Abstract

In honeybees, worker policing via egg eating enforces functional worker sterility in colonies with a queen and brood. It is thought that queens mark their eggs with a chemical signal, indicating that their eggs are queen-laid. Worker-laid eggs lack this signal and are, therefore, eaten by policing workers. Anarchistic worker honeybees have been hypothesized to circumvent worker policing by mimicking the queen egg-marking signal. We investigated this phenomenon by relating chemical profiles of workers and their eggs to egg acceptability.
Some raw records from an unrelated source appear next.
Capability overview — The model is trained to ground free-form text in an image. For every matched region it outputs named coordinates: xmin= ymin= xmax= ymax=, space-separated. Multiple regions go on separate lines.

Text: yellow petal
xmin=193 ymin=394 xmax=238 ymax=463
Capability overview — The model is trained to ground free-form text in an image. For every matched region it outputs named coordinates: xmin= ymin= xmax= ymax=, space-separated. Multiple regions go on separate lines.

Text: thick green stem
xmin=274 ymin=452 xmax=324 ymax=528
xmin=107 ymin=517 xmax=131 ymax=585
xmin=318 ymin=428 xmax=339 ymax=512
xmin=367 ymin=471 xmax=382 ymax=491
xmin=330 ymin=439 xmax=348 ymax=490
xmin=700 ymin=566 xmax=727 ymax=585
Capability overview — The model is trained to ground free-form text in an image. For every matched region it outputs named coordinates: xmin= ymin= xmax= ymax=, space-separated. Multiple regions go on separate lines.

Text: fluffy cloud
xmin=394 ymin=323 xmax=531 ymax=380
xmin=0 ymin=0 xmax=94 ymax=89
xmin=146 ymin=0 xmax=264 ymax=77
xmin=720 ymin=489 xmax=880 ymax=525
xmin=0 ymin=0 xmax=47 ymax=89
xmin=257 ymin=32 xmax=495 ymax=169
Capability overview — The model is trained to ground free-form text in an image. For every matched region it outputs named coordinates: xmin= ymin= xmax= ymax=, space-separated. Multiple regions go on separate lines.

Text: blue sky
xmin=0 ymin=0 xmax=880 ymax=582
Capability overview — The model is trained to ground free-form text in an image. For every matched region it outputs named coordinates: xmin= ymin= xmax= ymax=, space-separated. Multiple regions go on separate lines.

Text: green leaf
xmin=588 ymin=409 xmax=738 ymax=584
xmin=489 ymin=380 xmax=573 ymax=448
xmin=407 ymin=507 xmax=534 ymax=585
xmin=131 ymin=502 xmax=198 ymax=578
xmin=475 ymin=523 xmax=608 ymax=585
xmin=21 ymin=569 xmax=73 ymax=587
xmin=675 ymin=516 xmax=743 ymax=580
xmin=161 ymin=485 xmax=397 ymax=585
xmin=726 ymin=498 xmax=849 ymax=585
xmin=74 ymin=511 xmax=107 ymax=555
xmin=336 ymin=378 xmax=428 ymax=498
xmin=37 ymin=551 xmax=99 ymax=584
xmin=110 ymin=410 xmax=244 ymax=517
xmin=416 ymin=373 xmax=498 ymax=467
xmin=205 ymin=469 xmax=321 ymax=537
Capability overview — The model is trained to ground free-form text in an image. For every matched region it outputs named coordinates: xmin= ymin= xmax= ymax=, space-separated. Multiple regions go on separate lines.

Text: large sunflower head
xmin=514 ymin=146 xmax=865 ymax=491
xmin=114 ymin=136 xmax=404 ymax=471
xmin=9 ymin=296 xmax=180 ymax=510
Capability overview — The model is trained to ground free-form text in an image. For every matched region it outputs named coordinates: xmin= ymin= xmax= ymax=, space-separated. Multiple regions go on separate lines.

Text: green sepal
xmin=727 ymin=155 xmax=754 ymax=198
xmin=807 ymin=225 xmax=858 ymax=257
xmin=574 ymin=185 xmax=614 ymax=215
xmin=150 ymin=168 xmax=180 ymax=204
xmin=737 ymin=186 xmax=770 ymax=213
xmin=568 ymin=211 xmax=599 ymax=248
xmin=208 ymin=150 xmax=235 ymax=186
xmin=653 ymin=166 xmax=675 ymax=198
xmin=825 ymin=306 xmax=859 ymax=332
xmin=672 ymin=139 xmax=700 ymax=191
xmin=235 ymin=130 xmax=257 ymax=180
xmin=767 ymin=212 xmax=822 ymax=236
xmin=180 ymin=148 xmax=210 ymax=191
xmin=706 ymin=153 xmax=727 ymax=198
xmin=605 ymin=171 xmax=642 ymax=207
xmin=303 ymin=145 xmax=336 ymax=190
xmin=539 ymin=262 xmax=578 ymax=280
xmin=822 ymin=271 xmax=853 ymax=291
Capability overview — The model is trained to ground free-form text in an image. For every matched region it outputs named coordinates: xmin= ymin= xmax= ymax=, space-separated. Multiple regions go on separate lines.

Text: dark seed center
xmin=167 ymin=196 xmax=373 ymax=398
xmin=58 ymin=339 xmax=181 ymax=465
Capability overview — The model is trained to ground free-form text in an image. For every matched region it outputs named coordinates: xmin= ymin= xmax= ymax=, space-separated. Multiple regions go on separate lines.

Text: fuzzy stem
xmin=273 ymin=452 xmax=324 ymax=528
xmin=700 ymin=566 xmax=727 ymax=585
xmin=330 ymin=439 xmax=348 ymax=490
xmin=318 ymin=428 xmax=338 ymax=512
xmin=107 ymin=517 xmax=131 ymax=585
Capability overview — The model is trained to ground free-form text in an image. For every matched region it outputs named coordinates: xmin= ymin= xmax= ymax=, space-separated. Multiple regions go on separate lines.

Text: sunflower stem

We found that the ability of some workers (anarchistic workers in queenright colonies and deviant workers from a queenless colony) to lay more acceptable eggs is due to them producing significant amounts of queen-like esters from their Dufour's gland. These esters appear to be transferred to eggs during laying and increase egg survival. However, these esters cannot be the normal queen egg-marking signal, as they are generally absent from queen-laid eggs and only increase the short-term persistence of worker-laid eggs, because only 7?30% of anarchistic worker-laid eggs persisted to hatching versus 91?92% of queen-laid eggs. All workers can produce some esters, but only workers that greatly increase their ester production lay more acceptable eggs. The production of esters appears to be a flexible response, as anarchistic workers reared in queenless colonies did not increase their ester production, while some deviant workers in queenless colonies did increase their ester production.